See In re Guardianship of D.M.H., 161 N.J. 365, 375 (1999) (discussing codification). In their application, the four factors above "are not [discrete] and separate but represent an integrated multi-element test that must be applied to determine whether termination of parental rights is in the best interests of the child." N.J. Div. of Youth & Family Servs. v. M.W., 398 N.J. Super. 266, 285 (App. Div.), certif. denied, 196 N.J. 347 (2008).

On this appeal, J.W. contends that her mother M.W. should have been permitted to adopt the children or should have been allowed kinship legal guardianship (KLG). With no citation to any supporting case law, J.R.W. argues that the State was obligated to prove the four prongs of the best interests standard with respect to M.W. as well as with regard to J.R.W. These contentions are without merit and warrant only the following brief discussion. See R. 2:11-3(e)(1)(E).

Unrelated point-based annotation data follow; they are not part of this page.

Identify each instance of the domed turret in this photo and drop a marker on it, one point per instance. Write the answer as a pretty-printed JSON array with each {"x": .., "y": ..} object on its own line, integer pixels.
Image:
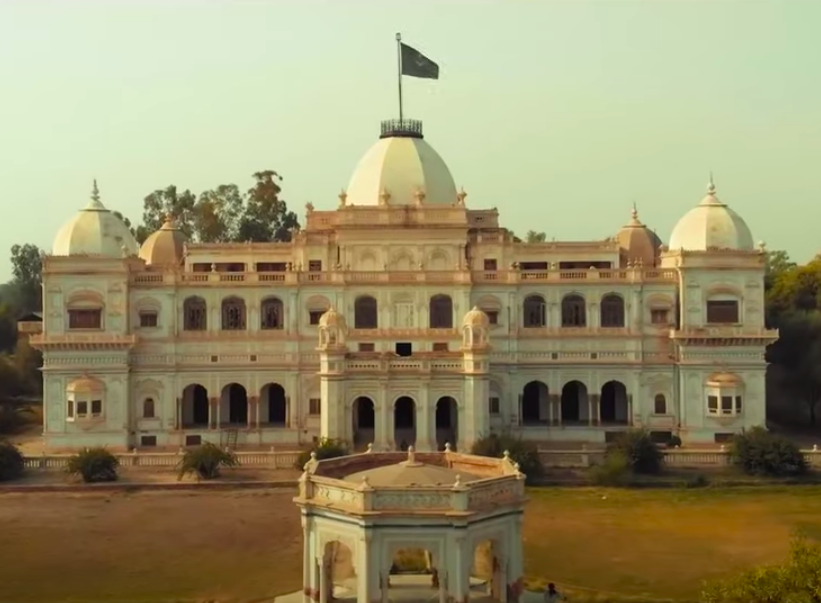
[
  {"x": 95, "y": 231},
  {"x": 164, "y": 247},
  {"x": 401, "y": 169},
  {"x": 637, "y": 242},
  {"x": 711, "y": 225}
]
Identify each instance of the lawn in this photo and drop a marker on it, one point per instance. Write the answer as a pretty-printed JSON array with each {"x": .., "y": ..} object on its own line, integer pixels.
[{"x": 246, "y": 545}]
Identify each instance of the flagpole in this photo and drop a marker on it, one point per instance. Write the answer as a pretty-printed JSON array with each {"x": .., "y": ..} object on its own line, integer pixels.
[{"x": 399, "y": 70}]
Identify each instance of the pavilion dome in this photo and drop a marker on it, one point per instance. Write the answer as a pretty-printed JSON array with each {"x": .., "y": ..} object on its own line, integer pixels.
[
  {"x": 637, "y": 242},
  {"x": 164, "y": 247},
  {"x": 711, "y": 225},
  {"x": 95, "y": 231},
  {"x": 401, "y": 169}
]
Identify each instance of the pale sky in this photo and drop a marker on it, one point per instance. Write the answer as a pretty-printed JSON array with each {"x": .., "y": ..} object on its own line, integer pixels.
[{"x": 561, "y": 114}]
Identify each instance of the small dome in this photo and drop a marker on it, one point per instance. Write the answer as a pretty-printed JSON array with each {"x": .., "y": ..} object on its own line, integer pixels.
[
  {"x": 95, "y": 231},
  {"x": 164, "y": 247},
  {"x": 401, "y": 170},
  {"x": 476, "y": 318},
  {"x": 637, "y": 242},
  {"x": 332, "y": 318},
  {"x": 711, "y": 225}
]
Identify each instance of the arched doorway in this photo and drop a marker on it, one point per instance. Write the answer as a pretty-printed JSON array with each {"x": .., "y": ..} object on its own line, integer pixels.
[
  {"x": 234, "y": 404},
  {"x": 404, "y": 422},
  {"x": 273, "y": 405},
  {"x": 574, "y": 402},
  {"x": 535, "y": 401},
  {"x": 364, "y": 421},
  {"x": 338, "y": 567},
  {"x": 613, "y": 403},
  {"x": 195, "y": 406},
  {"x": 447, "y": 422}
]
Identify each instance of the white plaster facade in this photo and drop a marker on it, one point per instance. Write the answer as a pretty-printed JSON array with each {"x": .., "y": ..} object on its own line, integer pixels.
[
  {"x": 186, "y": 342},
  {"x": 359, "y": 511}
]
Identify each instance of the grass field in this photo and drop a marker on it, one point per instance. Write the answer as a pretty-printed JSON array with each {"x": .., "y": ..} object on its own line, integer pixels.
[{"x": 246, "y": 545}]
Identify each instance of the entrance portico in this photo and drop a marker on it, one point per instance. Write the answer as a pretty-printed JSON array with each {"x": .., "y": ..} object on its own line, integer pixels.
[{"x": 360, "y": 511}]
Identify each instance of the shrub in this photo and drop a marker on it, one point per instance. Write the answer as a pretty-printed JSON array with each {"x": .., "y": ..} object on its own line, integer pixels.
[
  {"x": 327, "y": 448},
  {"x": 524, "y": 453},
  {"x": 642, "y": 454},
  {"x": 756, "y": 451},
  {"x": 11, "y": 462},
  {"x": 94, "y": 465},
  {"x": 614, "y": 471},
  {"x": 205, "y": 461}
]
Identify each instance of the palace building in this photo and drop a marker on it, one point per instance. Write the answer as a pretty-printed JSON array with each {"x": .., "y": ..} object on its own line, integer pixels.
[{"x": 401, "y": 317}]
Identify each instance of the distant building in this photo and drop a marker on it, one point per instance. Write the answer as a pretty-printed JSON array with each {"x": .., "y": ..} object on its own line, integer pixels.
[{"x": 401, "y": 317}]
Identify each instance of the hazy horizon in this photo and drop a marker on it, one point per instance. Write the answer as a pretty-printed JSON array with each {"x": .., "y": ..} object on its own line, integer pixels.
[{"x": 560, "y": 114}]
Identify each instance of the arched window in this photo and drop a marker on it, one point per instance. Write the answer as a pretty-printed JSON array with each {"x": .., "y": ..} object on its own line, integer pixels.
[
  {"x": 271, "y": 314},
  {"x": 365, "y": 313},
  {"x": 441, "y": 312},
  {"x": 612, "y": 311},
  {"x": 574, "y": 312},
  {"x": 535, "y": 315},
  {"x": 233, "y": 314},
  {"x": 660, "y": 405},
  {"x": 195, "y": 314}
]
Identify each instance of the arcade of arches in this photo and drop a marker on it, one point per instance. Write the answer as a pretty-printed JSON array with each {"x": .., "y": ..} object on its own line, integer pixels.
[
  {"x": 574, "y": 405},
  {"x": 407, "y": 420},
  {"x": 233, "y": 407}
]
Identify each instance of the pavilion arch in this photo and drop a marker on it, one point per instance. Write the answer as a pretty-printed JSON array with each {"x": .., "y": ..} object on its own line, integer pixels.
[
  {"x": 404, "y": 422},
  {"x": 534, "y": 312},
  {"x": 196, "y": 410},
  {"x": 535, "y": 403},
  {"x": 273, "y": 405},
  {"x": 363, "y": 416},
  {"x": 574, "y": 311},
  {"x": 440, "y": 309},
  {"x": 271, "y": 313},
  {"x": 195, "y": 314},
  {"x": 574, "y": 402},
  {"x": 337, "y": 564},
  {"x": 611, "y": 311},
  {"x": 234, "y": 314},
  {"x": 613, "y": 409},
  {"x": 366, "y": 312},
  {"x": 234, "y": 404},
  {"x": 447, "y": 422}
]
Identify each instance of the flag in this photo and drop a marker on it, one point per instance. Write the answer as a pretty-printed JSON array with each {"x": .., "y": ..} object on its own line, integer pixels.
[{"x": 415, "y": 64}]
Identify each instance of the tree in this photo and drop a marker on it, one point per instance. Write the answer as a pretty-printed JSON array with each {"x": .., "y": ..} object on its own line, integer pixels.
[
  {"x": 798, "y": 580},
  {"x": 266, "y": 216},
  {"x": 162, "y": 203},
  {"x": 27, "y": 271},
  {"x": 216, "y": 214}
]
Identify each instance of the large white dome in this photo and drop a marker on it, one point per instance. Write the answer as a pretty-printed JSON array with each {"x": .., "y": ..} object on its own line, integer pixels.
[
  {"x": 95, "y": 231},
  {"x": 711, "y": 225},
  {"x": 403, "y": 167}
]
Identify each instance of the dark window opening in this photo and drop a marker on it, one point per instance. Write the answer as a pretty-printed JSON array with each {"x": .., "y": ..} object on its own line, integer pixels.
[
  {"x": 574, "y": 311},
  {"x": 365, "y": 313},
  {"x": 441, "y": 312},
  {"x": 404, "y": 349},
  {"x": 722, "y": 312},
  {"x": 535, "y": 312},
  {"x": 85, "y": 319},
  {"x": 612, "y": 311},
  {"x": 271, "y": 314}
]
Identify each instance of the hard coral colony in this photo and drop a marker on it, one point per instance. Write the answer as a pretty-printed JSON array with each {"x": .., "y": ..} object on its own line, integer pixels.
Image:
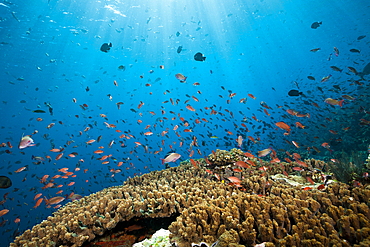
[{"x": 211, "y": 211}]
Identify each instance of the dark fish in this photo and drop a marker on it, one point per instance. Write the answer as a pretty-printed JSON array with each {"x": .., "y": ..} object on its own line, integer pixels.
[
  {"x": 105, "y": 47},
  {"x": 199, "y": 57},
  {"x": 179, "y": 49},
  {"x": 316, "y": 24},
  {"x": 365, "y": 71},
  {"x": 294, "y": 92},
  {"x": 311, "y": 78},
  {"x": 337, "y": 87},
  {"x": 361, "y": 37},
  {"x": 335, "y": 68},
  {"x": 5, "y": 182},
  {"x": 39, "y": 111},
  {"x": 354, "y": 50}
]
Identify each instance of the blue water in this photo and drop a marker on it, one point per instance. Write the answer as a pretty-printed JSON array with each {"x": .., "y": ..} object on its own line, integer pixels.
[{"x": 50, "y": 52}]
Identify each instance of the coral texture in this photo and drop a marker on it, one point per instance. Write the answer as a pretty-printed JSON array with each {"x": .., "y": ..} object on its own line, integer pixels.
[{"x": 213, "y": 211}]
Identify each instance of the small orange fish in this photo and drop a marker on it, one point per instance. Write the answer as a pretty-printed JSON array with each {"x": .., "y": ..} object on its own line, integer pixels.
[
  {"x": 38, "y": 202},
  {"x": 59, "y": 156},
  {"x": 189, "y": 107},
  {"x": 193, "y": 163},
  {"x": 20, "y": 169},
  {"x": 90, "y": 141}
]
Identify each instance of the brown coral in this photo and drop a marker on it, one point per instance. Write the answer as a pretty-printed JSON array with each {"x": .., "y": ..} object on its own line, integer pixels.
[{"x": 210, "y": 210}]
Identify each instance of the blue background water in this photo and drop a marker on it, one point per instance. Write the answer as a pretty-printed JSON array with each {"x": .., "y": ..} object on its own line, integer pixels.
[{"x": 250, "y": 47}]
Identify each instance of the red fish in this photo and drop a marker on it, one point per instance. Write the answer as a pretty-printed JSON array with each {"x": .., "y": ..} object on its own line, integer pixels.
[
  {"x": 171, "y": 158},
  {"x": 26, "y": 141}
]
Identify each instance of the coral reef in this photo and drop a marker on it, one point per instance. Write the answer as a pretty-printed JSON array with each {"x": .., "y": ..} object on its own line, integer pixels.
[
  {"x": 262, "y": 212},
  {"x": 223, "y": 157}
]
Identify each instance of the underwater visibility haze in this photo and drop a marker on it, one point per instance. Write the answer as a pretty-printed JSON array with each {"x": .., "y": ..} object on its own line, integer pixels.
[{"x": 96, "y": 92}]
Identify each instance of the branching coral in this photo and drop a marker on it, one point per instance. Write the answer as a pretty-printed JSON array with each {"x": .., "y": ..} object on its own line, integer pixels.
[{"x": 211, "y": 211}]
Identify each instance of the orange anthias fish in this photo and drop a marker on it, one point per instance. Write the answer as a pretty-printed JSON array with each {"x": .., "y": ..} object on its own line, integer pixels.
[
  {"x": 171, "y": 158},
  {"x": 26, "y": 141},
  {"x": 189, "y": 107},
  {"x": 333, "y": 102},
  {"x": 240, "y": 141},
  {"x": 54, "y": 200},
  {"x": 3, "y": 212},
  {"x": 283, "y": 126},
  {"x": 180, "y": 77},
  {"x": 234, "y": 179},
  {"x": 264, "y": 152}
]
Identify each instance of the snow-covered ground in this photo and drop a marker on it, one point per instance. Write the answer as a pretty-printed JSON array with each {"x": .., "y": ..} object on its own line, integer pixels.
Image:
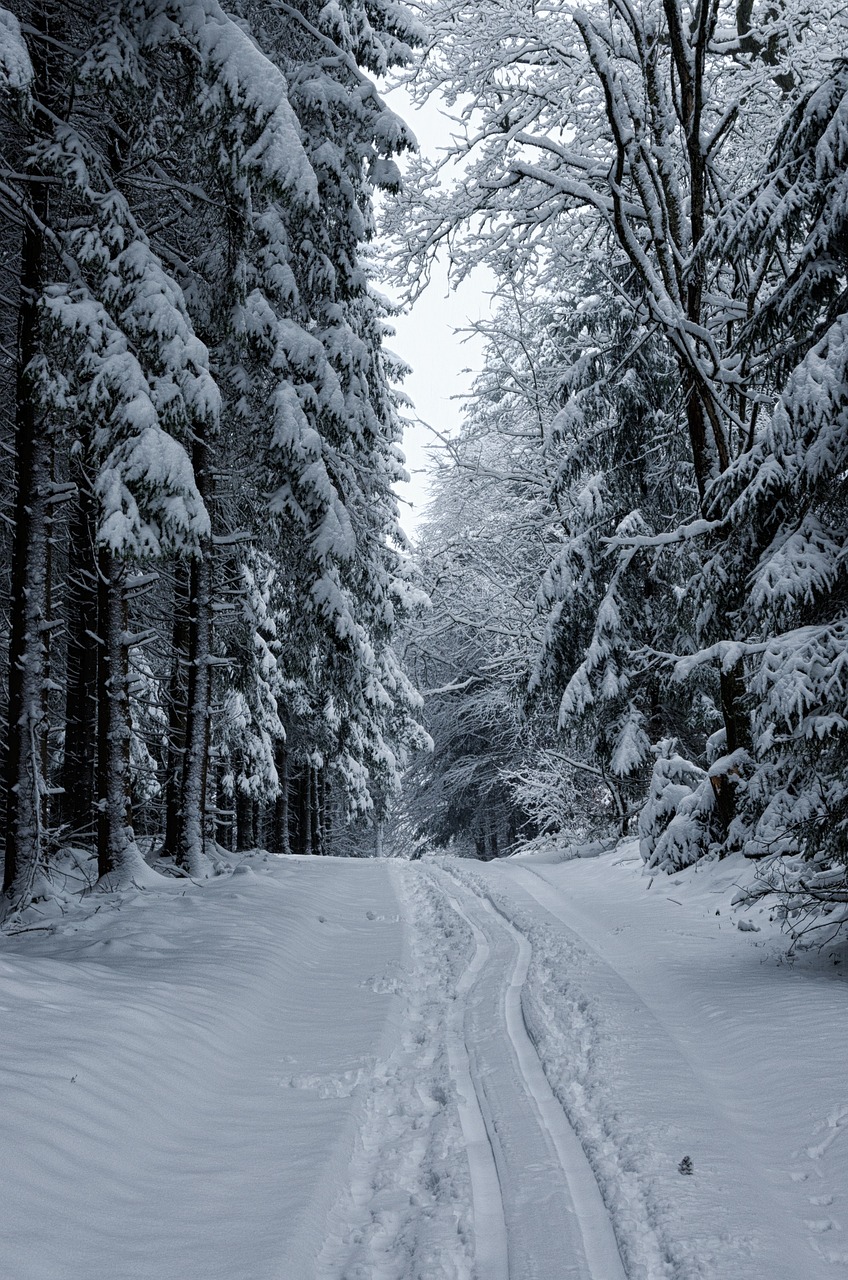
[{"x": 320, "y": 1069}]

In addition to protecting the children, the best interests test protects the parents' constitutional rights. See In re Guardianship of K.H.O., 161 N.J. 337, 346-47 (1999); A.W., supra, 103 N.J. at 599-600. However, as the children's grandmother, M.W. does not have the same constitutionally protected parental rights to the children that J.R.W. has. See Moriarty, supra, 177 N.J. at 116-17 (2003). Moreover, while J.R.W. initially made an identified surrender of the children to M.W., the court vacated the identified surrender in 2007, for reasons amply supported by the record, including M.W.'s having permitted a convicted child molester to share her home while she had custody of the children. We find no support for J.R.W.'s implicit contention that DYFS must separately satisfy the four-prong best interests test with respect to any relative with whom the children might be placed. Given the facts of this case, Judge Katz correctly analyzed the grandmother's possible role as the children's guardian under the third and fourth prongs of the best interests test.

To summarize, there is overwhelming and undisputed evidence that J.R.W. is an unfit parent whose parental rights should be terminated. Further, deferring to the trial judge's factual findings and credibility determinations, it is clear that DYFS made a reasonable attempt to place the children with an appropriate relative. Unfortunately that relative is unable to act as the children's parent, albeit she is loving and well intentioned toward them. Finally, although not legally required to do so, the foster parents are committed to providing these children with what would appear to be the best possible outcome for them, by allowing them to maintain contact with their biological family and with each other.

Affirmed.

 

1 The caseworker also testified that during her home visits, she was helping one of the children to prepare a "life book" that would include his biological family.

2 R.W. is a co-owner of the house in which M.W. lives and was providing her with financial support.